We have maintained the pedagogical features of A First Course in Statistics that we believe make it unique among introductory statistics texts. These features, which assist the student in achieving an overview of statistics and an understanding of its relevance in the social and life sciences, business, and everyday life, are as follows:

  • Use of Examples as a TeachingDevice. Almost all new ideas are introduced and illustrated by data-based applications and examples. We believe that students better understand definitions, generalizations, and abstractions after seeing an application.
  • Exploring Data with Statistical Computer Software. Each statistical analysis method presented is demonstrated using output from four leading statistical software packages: SAS, SPSS, MINITAB, or STATISTIX. In addition, output and keystroke instructions for the TI-83 Graphing Calculator are covered in optional boxes.
  • Nonparametric Methods Integrated. Throughout the text, optional sections on alternative distribution-free (nonparametric) procedures follow the relevant sections.
  • Statistics in Action. Each chapter concludes with a case study on a contemporary, controversial, or high-profile issue. Data from the study are presented for analysis and questions, prompting the students to evaluate the findings and to think through the statistical issues involved. Additional cases appear on the Web site.

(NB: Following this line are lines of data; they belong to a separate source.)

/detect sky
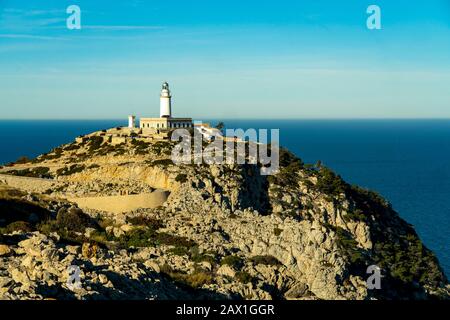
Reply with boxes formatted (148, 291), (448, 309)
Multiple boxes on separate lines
(0, 0), (450, 119)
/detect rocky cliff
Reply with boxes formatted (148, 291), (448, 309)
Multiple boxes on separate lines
(0, 130), (450, 299)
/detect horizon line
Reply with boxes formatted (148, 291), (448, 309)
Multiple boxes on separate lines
(0, 117), (450, 122)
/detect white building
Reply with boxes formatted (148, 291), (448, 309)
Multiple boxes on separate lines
(139, 82), (193, 132)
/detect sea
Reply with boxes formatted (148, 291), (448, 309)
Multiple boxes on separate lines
(0, 119), (450, 276)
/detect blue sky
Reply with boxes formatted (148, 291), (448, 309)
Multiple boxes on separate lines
(0, 0), (450, 119)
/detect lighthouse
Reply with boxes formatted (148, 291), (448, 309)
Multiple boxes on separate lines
(139, 82), (193, 131)
(159, 82), (172, 118)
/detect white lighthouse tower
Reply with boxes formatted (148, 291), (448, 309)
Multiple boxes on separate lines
(159, 82), (172, 118)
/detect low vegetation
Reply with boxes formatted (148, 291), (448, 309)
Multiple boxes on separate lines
(250, 255), (282, 266)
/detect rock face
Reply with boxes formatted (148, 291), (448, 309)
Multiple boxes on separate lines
(0, 130), (450, 299)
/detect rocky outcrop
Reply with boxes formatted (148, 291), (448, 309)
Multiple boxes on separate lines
(0, 131), (450, 299)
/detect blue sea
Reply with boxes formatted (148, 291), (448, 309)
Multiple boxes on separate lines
(0, 119), (450, 275)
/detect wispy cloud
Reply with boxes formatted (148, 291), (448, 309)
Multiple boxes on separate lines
(0, 33), (64, 40)
(82, 25), (164, 31)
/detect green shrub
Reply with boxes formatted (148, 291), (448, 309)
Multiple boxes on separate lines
(220, 255), (244, 269)
(119, 228), (155, 248)
(250, 255), (282, 266)
(88, 136), (103, 152)
(56, 164), (86, 176)
(0, 221), (34, 234)
(273, 228), (283, 237)
(161, 264), (214, 289)
(15, 156), (31, 164)
(127, 215), (164, 231)
(235, 271), (254, 284)
(56, 208), (92, 232)
(316, 166), (348, 196)
(175, 173), (187, 183)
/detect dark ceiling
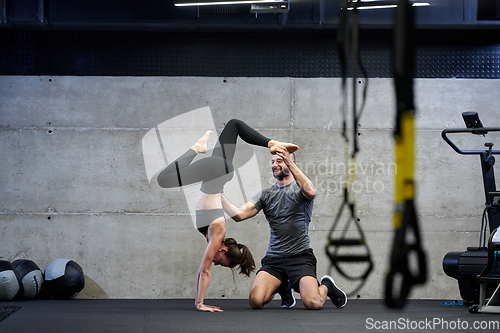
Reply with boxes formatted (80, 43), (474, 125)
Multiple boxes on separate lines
(0, 0), (500, 31)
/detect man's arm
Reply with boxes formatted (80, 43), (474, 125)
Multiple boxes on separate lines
(222, 194), (259, 222)
(276, 147), (316, 200)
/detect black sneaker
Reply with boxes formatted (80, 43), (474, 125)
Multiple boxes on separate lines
(321, 275), (347, 309)
(278, 280), (297, 309)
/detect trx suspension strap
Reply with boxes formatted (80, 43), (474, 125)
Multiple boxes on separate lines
(325, 0), (373, 294)
(385, 0), (427, 308)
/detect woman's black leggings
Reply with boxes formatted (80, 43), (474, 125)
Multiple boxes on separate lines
(158, 119), (270, 194)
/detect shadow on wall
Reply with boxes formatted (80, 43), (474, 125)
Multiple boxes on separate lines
(75, 275), (109, 299)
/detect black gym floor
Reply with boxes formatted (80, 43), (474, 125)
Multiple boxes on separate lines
(0, 299), (500, 333)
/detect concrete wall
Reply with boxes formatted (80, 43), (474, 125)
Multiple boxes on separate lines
(0, 76), (500, 299)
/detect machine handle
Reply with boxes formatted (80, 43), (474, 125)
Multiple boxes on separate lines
(441, 127), (500, 155)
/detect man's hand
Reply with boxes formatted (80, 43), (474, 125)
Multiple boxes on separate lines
(276, 146), (294, 166)
(196, 303), (224, 312)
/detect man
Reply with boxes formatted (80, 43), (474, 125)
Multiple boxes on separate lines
(222, 147), (347, 309)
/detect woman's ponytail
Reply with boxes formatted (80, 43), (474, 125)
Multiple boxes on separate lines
(224, 238), (255, 277)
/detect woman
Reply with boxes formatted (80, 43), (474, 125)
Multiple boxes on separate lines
(157, 119), (299, 312)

  • Real Data Exercises. The text includes more than 800 exercises illustrated by applications in almost all areas of research. All the applied exercises employ the use of current real data extracted from a wide variety of publications (e.g., newspapers, magazines, journals, and the Internet). Many students have trouble learning the mechanics of statistical techniques when all problems are couched in terms of realistic applications. For this reason, all exercise sections are divided into four parts:
    • Learning the Mechanics. Designed as straightforward applications of new concepts, these exercises allow students to test their ability to comprehend a mathematical concept or a definition.
    • Applying the Concepts—Basic. Based on applications taken from a wide variety of journals, newspapers, and other sources, these short exercises help the student begin developing the skills necessary to diagnose and analyze real-world problems.
    • Applying the Concepts—Intermediate. Based on more detailed real-world applications, these exercises require students to apply their knowledge of the technique presented in the section.
    • Applying the Concepts—Advanced. These more challenging real-data exercises require students to utilize their critical thinking skills.
  • Quick Review. Each chapter ends with a list of key terms and formulas, with reference to the page number where they first appear.
  • Language Lab. Following the Quick Review is a pronunciation guide to Greek letters and other special terms. Usage notes are also provided.
  • Student Projects. Presented at the end of each chapter, these projects emphasize gathering data, analyzing data, and/or report writing.
  • Footnotes. Although the text is designed for students with a non-calculus background, footnotes explain the role of calculus in various derivations. Footnotes are also used to inform the student about some of the theory underlying certain methods of analysis. These footnotes allow additional flexibility in the mathematical and theoretical level at which the material is presented.